La dictadura del tren
En el camino, las vías parecen el río a partir del cual se activa la vida cotidiana. Yenny ya lo sabe. El tren, con sus salidas y llegadas, dicta los tiempos: mantiene en vela a los viajeros, los obliga a interminables esperas, descarrila, se retrasa, avanza a toda velocidad y no quiere que nadie duerma a sus lomos. Es difícil pegar ojo. Todo el mundo está pendiente de su marcha arrolladora: por los vagones y las vías circulan rumores y leyendas sobre las últimas desgracias ocurridas a bordo de la máquina. El miedo, la violencia y el desgaste físico y mental tejen una telaraña emocional que atrapa a todo el que se acerca.

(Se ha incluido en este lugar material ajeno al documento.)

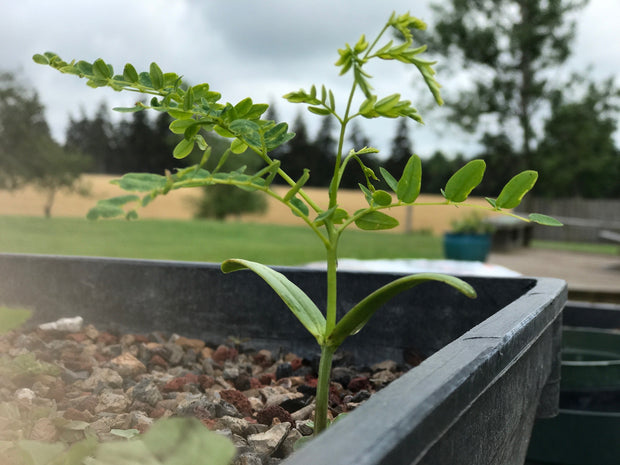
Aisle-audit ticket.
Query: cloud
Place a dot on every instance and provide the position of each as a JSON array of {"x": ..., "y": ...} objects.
[{"x": 242, "y": 47}]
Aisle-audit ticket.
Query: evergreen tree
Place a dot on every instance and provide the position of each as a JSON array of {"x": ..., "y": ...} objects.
[
  {"x": 509, "y": 45},
  {"x": 353, "y": 175},
  {"x": 96, "y": 138},
  {"x": 400, "y": 150},
  {"x": 299, "y": 151},
  {"x": 502, "y": 163},
  {"x": 28, "y": 153}
]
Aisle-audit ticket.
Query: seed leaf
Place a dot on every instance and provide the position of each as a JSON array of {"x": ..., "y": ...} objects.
[
  {"x": 408, "y": 187},
  {"x": 515, "y": 189},
  {"x": 358, "y": 316},
  {"x": 295, "y": 299},
  {"x": 381, "y": 198},
  {"x": 156, "y": 75},
  {"x": 389, "y": 179},
  {"x": 375, "y": 221},
  {"x": 464, "y": 181}
]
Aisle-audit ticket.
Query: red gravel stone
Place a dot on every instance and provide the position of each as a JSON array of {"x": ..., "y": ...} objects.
[
  {"x": 266, "y": 415},
  {"x": 223, "y": 353},
  {"x": 359, "y": 383},
  {"x": 295, "y": 363},
  {"x": 159, "y": 361},
  {"x": 238, "y": 399},
  {"x": 107, "y": 338},
  {"x": 206, "y": 381},
  {"x": 266, "y": 378}
]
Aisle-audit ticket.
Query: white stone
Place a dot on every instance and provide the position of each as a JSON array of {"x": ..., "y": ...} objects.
[{"x": 72, "y": 325}]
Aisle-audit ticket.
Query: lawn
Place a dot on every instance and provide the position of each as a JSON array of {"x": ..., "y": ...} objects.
[{"x": 200, "y": 240}]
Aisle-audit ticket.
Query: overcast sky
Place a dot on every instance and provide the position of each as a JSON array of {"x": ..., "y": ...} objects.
[{"x": 262, "y": 49}]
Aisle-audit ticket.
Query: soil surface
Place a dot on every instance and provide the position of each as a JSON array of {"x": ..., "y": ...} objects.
[{"x": 60, "y": 383}]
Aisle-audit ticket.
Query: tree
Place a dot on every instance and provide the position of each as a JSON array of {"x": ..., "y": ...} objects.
[
  {"x": 97, "y": 138},
  {"x": 502, "y": 162},
  {"x": 220, "y": 201},
  {"x": 28, "y": 153},
  {"x": 509, "y": 46},
  {"x": 297, "y": 151},
  {"x": 400, "y": 150},
  {"x": 577, "y": 155}
]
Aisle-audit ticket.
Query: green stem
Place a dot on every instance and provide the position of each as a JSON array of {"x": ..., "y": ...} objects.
[
  {"x": 322, "y": 390},
  {"x": 332, "y": 289}
]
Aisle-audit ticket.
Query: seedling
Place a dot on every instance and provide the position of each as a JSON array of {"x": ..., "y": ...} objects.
[{"x": 195, "y": 109}]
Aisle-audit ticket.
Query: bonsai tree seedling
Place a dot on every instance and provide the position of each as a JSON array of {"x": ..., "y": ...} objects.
[{"x": 198, "y": 108}]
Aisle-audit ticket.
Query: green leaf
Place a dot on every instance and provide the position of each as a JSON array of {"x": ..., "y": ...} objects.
[
  {"x": 358, "y": 316},
  {"x": 408, "y": 187},
  {"x": 277, "y": 135},
  {"x": 544, "y": 220},
  {"x": 381, "y": 198},
  {"x": 40, "y": 59},
  {"x": 130, "y": 74},
  {"x": 515, "y": 189},
  {"x": 101, "y": 69},
  {"x": 387, "y": 103},
  {"x": 326, "y": 215},
  {"x": 243, "y": 107},
  {"x": 179, "y": 126},
  {"x": 129, "y": 109},
  {"x": 183, "y": 148},
  {"x": 248, "y": 131},
  {"x": 140, "y": 182},
  {"x": 156, "y": 75},
  {"x": 298, "y": 203},
  {"x": 389, "y": 179},
  {"x": 319, "y": 111},
  {"x": 237, "y": 146},
  {"x": 375, "y": 221},
  {"x": 188, "y": 99},
  {"x": 110, "y": 208},
  {"x": 295, "y": 299},
  {"x": 464, "y": 181}
]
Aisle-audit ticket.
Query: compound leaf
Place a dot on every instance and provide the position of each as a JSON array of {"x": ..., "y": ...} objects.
[
  {"x": 515, "y": 189},
  {"x": 295, "y": 299},
  {"x": 464, "y": 181},
  {"x": 358, "y": 316}
]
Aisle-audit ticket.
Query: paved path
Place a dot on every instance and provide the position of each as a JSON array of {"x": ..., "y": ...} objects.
[{"x": 583, "y": 272}]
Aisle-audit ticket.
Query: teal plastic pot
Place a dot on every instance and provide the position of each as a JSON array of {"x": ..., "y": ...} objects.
[
  {"x": 472, "y": 247},
  {"x": 590, "y": 359},
  {"x": 587, "y": 430}
]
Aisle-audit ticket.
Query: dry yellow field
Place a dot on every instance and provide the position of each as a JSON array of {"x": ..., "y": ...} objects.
[{"x": 180, "y": 205}]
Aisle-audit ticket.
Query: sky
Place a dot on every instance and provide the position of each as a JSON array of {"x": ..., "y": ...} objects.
[{"x": 261, "y": 49}]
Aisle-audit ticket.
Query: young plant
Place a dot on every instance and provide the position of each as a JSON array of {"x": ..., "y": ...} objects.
[{"x": 198, "y": 108}]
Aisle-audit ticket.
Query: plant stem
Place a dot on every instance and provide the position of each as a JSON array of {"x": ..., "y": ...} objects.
[{"x": 322, "y": 390}]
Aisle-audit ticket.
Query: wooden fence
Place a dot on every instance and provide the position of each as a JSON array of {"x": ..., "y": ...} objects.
[{"x": 584, "y": 219}]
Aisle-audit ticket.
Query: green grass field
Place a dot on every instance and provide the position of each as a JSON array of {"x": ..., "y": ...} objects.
[{"x": 200, "y": 240}]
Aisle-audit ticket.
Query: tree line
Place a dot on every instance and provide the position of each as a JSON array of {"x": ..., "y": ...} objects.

José Armando Pineda, un salvadoreño de 62 años, está esperando ansioso para subirse a La Bestia en Tierra Blanca (estado de Veracruz). “Un muchacho de 16 años que venía en el tren con nosotros se cayó y el tren le cortó el pie de aquí. Ahora le pondrán una prótesis. Es muy riesgoso”, dice. El paso de un tren de mercancías, que va en otra dirección, interrumpe momentáneamente la charla. Todo el mundo alza los ojos para seguir el rumbo del animal de acero. Cuando la locomotora se aleja, José Armando se arranca: “A mí me gusta. Es bonito…”. Pero este viaje, ¿no le da miedo? “No es fácil, tiene mucho riesgo”, reconoce el salvadoreño, que en seguida cambia el discurso y se pone la mano de visera para divisar el horizonte ferroviario: “Me acabo de ir a bañar, ya me siento con más agilidad. Estoy listo para dar el salto”.
Agus Morales trabaja en comunicación de Médicos Sin Fronteras. La organización coopera en México en el ámbito de la migración desde 2011, con la atención puesta en dar respuesta a la situación de violencia que sufren los centroamericanos en su tránsito por el país. En Ixtepec, la organización humanitaria tiene un consultorio y brinda atención psicológica. Los equipos de MSF también trabajan en Tierra Blanca y Huehuetoca (salud mental), y en Lechería y Bojay con clínicas móviles.
Durante el año 2013, los equipos realizaron 11.323 consultas médicas y de salud mental a la población migrante centroamericana en tránsito por México. 1.389 pacientes fueron atendidos por traumatismo y otros 837 fueron atendidos en las consultas individuales de salud mental.